Est-ce la fin du pass sanitaire ? Le gouvernement réfléchit à alléger les mesures sanitaires dans les départements où le taux d'incidence de l'épidémie est le plus faible.

AVIS - Depuis qu'elle a été évoquée par Emmanuel Macron puis Olivier Véran, l'hypothèse d’un allègement local des mesures sanitaires contre le Covid-19 ne manque pas de faire réagir les épidémiologistes.
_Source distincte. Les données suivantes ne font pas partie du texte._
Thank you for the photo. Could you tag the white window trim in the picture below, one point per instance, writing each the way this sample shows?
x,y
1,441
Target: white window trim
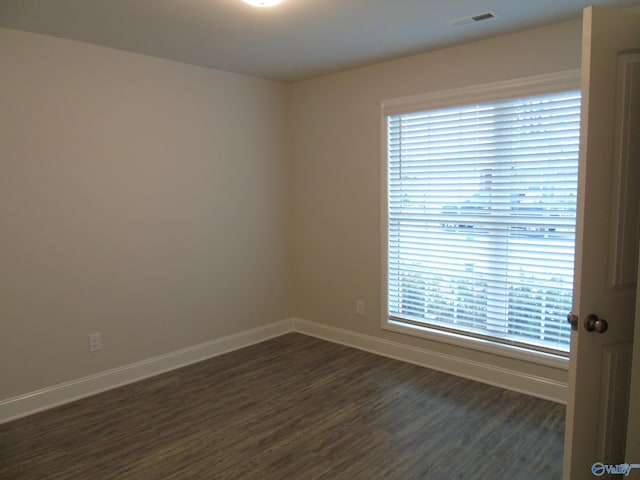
x,y
529,86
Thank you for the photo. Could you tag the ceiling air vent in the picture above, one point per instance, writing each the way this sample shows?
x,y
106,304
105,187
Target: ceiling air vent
x,y
472,19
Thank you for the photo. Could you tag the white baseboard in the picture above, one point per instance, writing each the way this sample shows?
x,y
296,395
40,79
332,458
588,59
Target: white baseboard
x,y
56,395
533,385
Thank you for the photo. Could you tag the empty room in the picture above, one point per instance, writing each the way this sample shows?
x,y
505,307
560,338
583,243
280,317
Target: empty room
x,y
319,239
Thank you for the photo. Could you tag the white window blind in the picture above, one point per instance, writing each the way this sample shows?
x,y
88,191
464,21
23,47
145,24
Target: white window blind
x,y
481,218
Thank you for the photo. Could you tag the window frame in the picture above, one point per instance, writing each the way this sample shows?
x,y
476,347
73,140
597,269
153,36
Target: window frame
x,y
522,87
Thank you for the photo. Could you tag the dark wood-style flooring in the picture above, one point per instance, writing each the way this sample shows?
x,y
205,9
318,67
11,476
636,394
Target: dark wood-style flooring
x,y
294,407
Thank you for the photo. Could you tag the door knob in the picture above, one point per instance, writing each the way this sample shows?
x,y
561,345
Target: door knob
x,y
595,324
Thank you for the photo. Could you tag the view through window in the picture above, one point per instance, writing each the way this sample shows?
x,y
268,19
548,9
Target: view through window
x,y
481,215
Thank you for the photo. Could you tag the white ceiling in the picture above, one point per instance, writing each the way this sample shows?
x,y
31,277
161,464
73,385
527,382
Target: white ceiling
x,y
295,40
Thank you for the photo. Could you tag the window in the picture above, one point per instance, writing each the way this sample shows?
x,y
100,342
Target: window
x,y
481,213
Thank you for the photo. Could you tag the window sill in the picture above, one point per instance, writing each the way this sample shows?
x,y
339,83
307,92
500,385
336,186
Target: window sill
x,y
547,359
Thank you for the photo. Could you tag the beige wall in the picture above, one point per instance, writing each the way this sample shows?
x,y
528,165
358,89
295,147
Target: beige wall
x,y
336,161
140,198
165,205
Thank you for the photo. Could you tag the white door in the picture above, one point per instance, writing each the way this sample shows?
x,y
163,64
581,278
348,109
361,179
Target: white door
x,y
633,424
606,252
Bientôt un allègement territorialisé des restrictions en France ? C'est en tout cas ce qu'a laissé entendre Emmanuel Macron à deux reprises la semaine dernière, avant qu'Olivier Véran ne viennent conforter cette hypothèse. "Dès que les conditions sanitaires le permettront, on va lever certaines contraintes et donc lever le pass là où le virus ne circule plus", a ainsi déclaré jeudi le chef de l'État, précisant que "vu les chiffres ce ne sera pas si tard". Et d'insister : "Est-ce qu'on pourra se passer dans trois semaines du pass ? Non ! Des territoires en ont encore besoin !". 

De son côté, Olivier Véran a confirmé, ce lundi 20 septembre, qu'il était question "le moment voulu, dans les départements où le virus circulera moins" de "lever un certain nombre de mesures".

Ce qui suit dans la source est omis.